Spot platinum was at $811.50/831.50 an ounce by 1110 GMT ahead of the report due at 1300 GMT, up from $808 an ounce in New York late on Monday.
Platinum prices jumped to a one-week high of $860 an ounce on Monday as speculators bet Johnson Matthey would release a market-friendly report despite poor car sales which threatened to slash demand for autocatalysts.
More than 60 percent of platinum is used in autocatalysts to clean exhaust fumes.
"It is finding a floor around $800 an ounce," analyst Walter de Wet at Standard Bank in Johannesburg said.
"Producers are cutting back production and with the levels we are at right now a lot of producers in South Africa are not making money," he added.
Lonmin, the world's third-biggest platinum producer, said it would close some high-cost mines and cut costs to survive a market downturn after posting a 19 percent rise in annual profit.
Platinum spiked to a record $2,290 an ounce in March mainly due to a power shortage in main producer South Africa that disrupted mining.
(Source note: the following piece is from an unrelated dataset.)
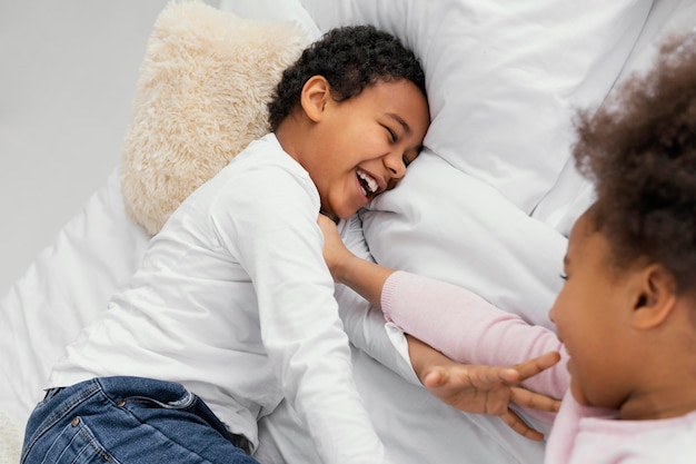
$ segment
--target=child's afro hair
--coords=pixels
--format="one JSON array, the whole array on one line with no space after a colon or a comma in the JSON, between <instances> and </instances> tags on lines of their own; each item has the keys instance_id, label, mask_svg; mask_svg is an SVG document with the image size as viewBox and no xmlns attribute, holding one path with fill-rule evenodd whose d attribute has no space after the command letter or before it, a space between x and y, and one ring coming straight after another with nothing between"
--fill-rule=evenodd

But the price has since fallen sharply, tracking declines in gold, hit by the banking crisis, the global economic slowdown and deteriorating car sales.
"The market has probably priced in all the weakness in demand," de Wet said.
Johnson Matthey said in May the platinum market could close 2008 in a significant deficit due to output shortfalls.
"Perhaps the JM outlook due today may provide a bit of insight on how the platinum markets may be doing over the next few months," Adrian Koh, analyst Phillip Futures, said.
INFLATION STORY DEAD
Gold was steady, awaiting key macro data from the United States but remained under pressure as a strong dollar and falling oil prices weighed on the metal.
Gold was trading at $735.80 an ounce, slightly down from $735.90 an ounce in New York late on Monday. Bullion has lost nearly 30 percent in value since hitting a record of $1,030.80 in March.
"The bullish story on gold based on fears of inflation is dead," Jesper Dannesboe, senior commodity strategist at Societe Generale, said.
"Because now it is disinflation and even deflation. With the oil prices going down the way they are it is very difficult to hold onto long gold positions unless the dollar was to collapse, which is not the case."
The euro fell against the dollar and the yen, as a stream of evidence that the global economy is continuing to suffer kept demand high for unwinding risky positions in favour of low-yielding currencies.
"There is a lot of uncertainty in the market," De Wet at Standard Bank said, adding investors were on the sidelines, waiting for some direction.
"To some extent gold is tracking crude oil lower, but there is little interest in buying or selling."
Oil fell towards $54 a barrel, setting a new near 22-month low as the gloomy outlook for the world economy helped extinguish a brief rally. U.S. light crude oil for December delivery was 55 cents lower at $54.40 a barrel.
Investors will be looking at the U.S. producer prices for October due at 1330 GMT to find out more clues about the health of the world's biggest economy.
New York gold futures fell $6.7 an ounce to $735.3.
Silver was at $9.32/9.40 from $9.27 and palladium at $214/219 from $214.50.